Chapter 7 bankruptcy
With a Chapter 7 bankruptcy, you generally do not have to pay back any debts that are eligible for discharge in bankruptcy. If you have sufficient assets, any that are not considered exempt may be sold by the trustee to cover some of these debts. Retirement accounts are considered exempt as well as property and money the debtor needs to live on, and in practice, at least some debtors will be able to keep all of their property. Eligibility for Chapter 7 is primarily based on income and the entire process lasts just three to five months. It generally remains on your credit report for 10 years.
Chapter 13 bankruptcy
People with a steady source of income may be eligible for Chapter 13, which is more complex and involves restructuring the debts into a payment plan that last three to five years.
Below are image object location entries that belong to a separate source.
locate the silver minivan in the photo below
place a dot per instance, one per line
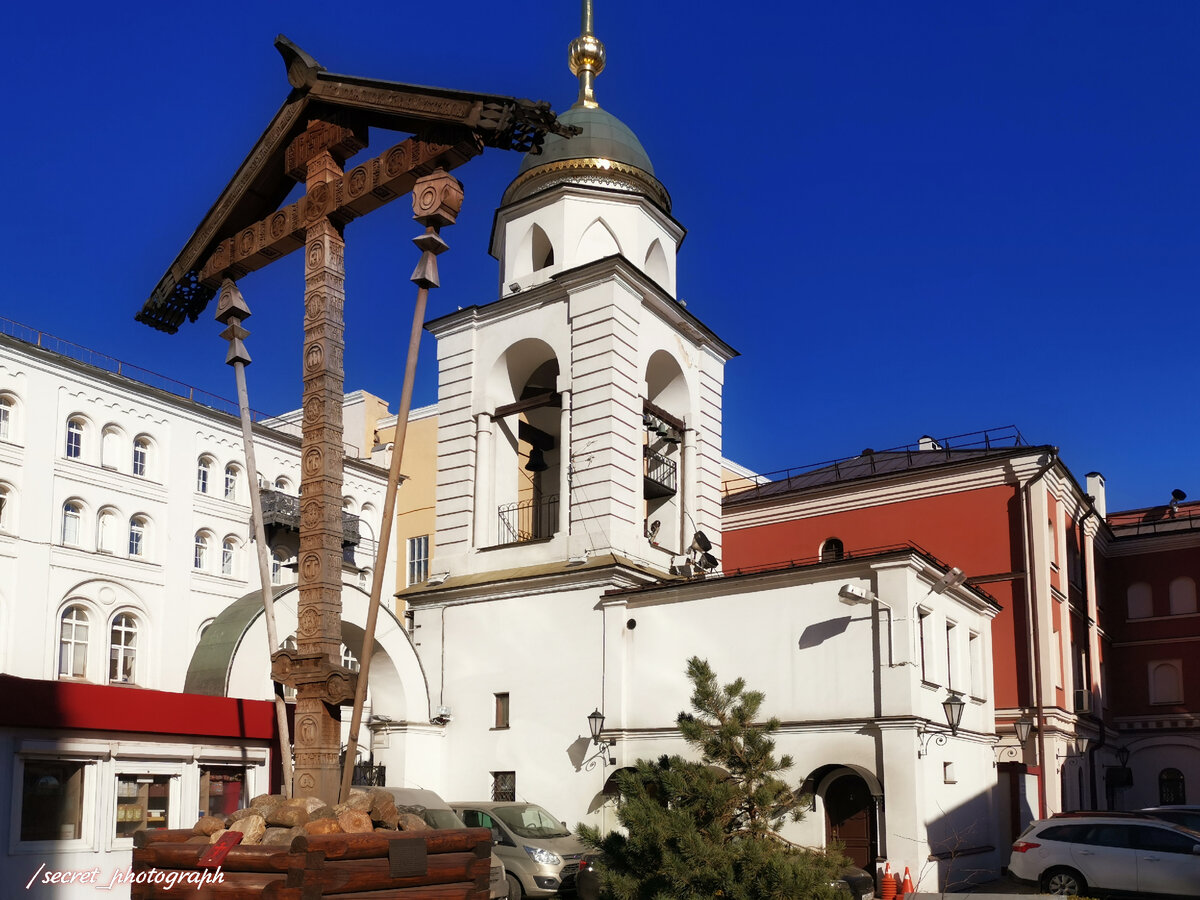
(540, 855)
(437, 814)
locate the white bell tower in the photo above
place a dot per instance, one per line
(580, 414)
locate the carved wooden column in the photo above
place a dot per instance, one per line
(322, 684)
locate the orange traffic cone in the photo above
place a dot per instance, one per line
(887, 883)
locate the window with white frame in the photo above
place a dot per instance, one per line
(138, 537)
(6, 515)
(123, 649)
(73, 643)
(72, 515)
(418, 559)
(975, 652)
(52, 799)
(203, 468)
(923, 645)
(75, 439)
(107, 531)
(141, 456)
(6, 418)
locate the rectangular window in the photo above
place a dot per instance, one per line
(142, 802)
(418, 559)
(951, 652)
(975, 651)
(222, 790)
(52, 801)
(923, 639)
(504, 786)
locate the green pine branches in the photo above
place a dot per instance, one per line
(696, 831)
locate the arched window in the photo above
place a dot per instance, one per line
(201, 553)
(203, 467)
(231, 485)
(73, 643)
(106, 531)
(72, 514)
(228, 547)
(6, 418)
(75, 439)
(1183, 595)
(137, 537)
(832, 549)
(1140, 600)
(6, 508)
(123, 649)
(141, 456)
(1171, 789)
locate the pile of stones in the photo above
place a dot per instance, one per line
(275, 820)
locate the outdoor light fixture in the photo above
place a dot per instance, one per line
(595, 725)
(1023, 727)
(953, 706)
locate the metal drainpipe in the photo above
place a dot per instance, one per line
(1027, 513)
(1083, 577)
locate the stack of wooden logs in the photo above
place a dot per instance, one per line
(315, 858)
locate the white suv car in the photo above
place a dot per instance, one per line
(1131, 853)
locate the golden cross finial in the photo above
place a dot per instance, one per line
(586, 57)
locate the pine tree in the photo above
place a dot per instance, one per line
(696, 831)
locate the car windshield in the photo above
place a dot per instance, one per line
(442, 819)
(531, 821)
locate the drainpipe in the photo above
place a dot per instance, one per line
(1030, 600)
(1083, 577)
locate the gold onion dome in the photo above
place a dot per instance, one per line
(605, 153)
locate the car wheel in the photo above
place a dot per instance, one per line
(1065, 882)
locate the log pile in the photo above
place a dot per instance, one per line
(289, 852)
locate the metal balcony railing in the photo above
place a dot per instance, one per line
(282, 510)
(528, 520)
(660, 475)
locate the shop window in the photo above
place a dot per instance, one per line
(222, 790)
(1171, 789)
(142, 802)
(52, 801)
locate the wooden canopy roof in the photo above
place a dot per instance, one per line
(461, 121)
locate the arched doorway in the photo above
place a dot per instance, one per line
(849, 811)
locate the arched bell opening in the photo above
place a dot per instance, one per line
(527, 447)
(666, 472)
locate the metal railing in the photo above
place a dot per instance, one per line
(528, 520)
(928, 451)
(126, 370)
(660, 472)
(282, 510)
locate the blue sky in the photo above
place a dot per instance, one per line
(922, 217)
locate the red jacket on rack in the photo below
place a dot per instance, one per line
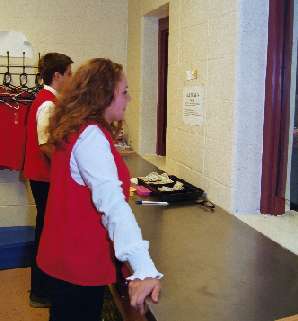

The debtor is not required to pay the entire debt but might need to catch up on mortgage and similar payments in order to keep that property. Chapter 13 usually remains on the credit report for seven years.
It is important to know that certain types of debt, such as back child support payments, cannot be discharged in either type of bankruptcy, and it is extremely difficult to discharge some other types, such as student loans. However, you can discharge two of the main sources of debt, credit cards and medical bills. While bankruptcy does have an impact on your credit score, you can begin rebuilding it afterwards.